ABEC3 6203-2RS is a 17mmX40mmX12mm single row, grade ABEC3, (EDIT Ball bearing with 2 Neoprene seals for maximum sealing
they are common in small motors and are easily found on Ebay and at local bearing houses.
for a grinder, i'd go with a German, Japanese or USA manufactured bearing.

these are my usual goto brands for electric motor bearing replacement as well as in my general work, in no specific order:
SKF
NSK
Nice
FAG
Peer
INA


----------



## Bob Korves (Dec 5, 2017)

Ulma Doctor said:


> Hi WesPete,
> you'll want to get some ABEC3  2RS bearings
> shielded bearings are nice, but they only shield dust.
> 2RS sealed bearings have 2 neoprene seals that keep all but the most intrusive things out.
> ...


All good, Mike, except 6203 bearings are BALL bearings, not ROLLER...  And I know that you know that...    But the OP might not...


----------



## Ulma Doctor (Dec 5, 2017)

nice catch Bob, i didn't even see my mistake until you pointed it out!


----------



## markba633csi (Dec 6, 2017)

Sometimes the centrifugal start switch squeals- a shot of silicone spray might help if you can find an opening
Mark


----------



## whitmore (Dec 6, 2017)

WesPete66 said:


> So I have this bench grinder, and on occasion it squeals a bit.. It's nothing special, just a common 6" grinder (Mark 1...

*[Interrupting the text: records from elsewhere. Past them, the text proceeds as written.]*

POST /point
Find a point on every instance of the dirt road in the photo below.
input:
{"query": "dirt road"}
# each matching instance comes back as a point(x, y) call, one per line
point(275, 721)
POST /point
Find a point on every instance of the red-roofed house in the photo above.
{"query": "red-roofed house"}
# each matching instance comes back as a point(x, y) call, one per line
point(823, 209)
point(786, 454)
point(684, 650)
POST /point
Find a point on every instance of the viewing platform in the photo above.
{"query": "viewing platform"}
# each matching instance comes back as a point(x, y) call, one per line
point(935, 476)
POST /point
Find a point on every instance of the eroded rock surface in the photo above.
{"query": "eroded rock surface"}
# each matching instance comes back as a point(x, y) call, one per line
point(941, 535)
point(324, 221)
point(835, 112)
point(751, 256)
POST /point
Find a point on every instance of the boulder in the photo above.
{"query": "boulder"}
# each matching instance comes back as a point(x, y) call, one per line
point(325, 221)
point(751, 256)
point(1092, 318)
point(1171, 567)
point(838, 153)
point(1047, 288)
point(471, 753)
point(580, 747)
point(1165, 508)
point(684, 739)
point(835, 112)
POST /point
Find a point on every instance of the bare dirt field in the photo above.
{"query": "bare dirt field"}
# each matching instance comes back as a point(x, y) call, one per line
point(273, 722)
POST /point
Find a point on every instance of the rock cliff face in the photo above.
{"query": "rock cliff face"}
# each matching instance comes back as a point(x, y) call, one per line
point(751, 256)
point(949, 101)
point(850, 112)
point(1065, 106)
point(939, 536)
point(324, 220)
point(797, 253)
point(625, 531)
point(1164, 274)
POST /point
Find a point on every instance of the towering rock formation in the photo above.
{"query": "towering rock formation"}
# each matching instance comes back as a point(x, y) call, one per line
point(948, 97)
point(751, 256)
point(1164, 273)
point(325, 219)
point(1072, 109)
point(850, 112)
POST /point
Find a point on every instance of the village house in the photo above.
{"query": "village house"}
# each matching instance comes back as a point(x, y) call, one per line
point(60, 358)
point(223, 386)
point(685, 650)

Yep, I've got the same one.   The bearings aren't sealed (shielded one side), but the
problem when mine started to glitch was just the contacts on the centrifugal switch.
Be careful with the end housings (gentle tap on the shaft after removing the bolts).  
The centrifugal switch is inside the righthand bell, the bearing is slip-fit to the shaft and should
stay in the bell when you pull.   I had no great difficulty pressing the bearings out,
and did clean and regrease 'em.   The bell housings, though, are pot metal
and you want to be gentle.

A swipe or two with fine sandpaper was all it took to get it working like new.


----------



## WesPete66 (Dec 6, 2017)

Yep, you'se guys hit it right on the money..  I took it apart last night, and the ball bearings were almost unable to turn. They are shielded on one side only, and the closed side was towards the motor leaving the open side towards the working end (aka. dirty environment). The grease that was in them had turned to gummy gunk that ran onto the shaft..  It's time for new bearings, and I'll look at the switch too.
Thanks!


----------



## Reddinr (Dec 20, 2017)

That's kind of how I acquired a belt/disk sander years ago from my place of work.  It screeched and vibrated.  I mentioned to the shop manager that it was probably just the bearings full of sawdust etc. but the manager said it was cheaper to just buy a new one.  "New math" I guess...  Anyway it was going to be tossed so I took it home.   I stopped at Napa (I think) and picked up a matching set of bearings for probably $10 or so, spent an hour repairing/ cleaning it up and many years later it is still going strong.  It was an easy job as I remember it.


----------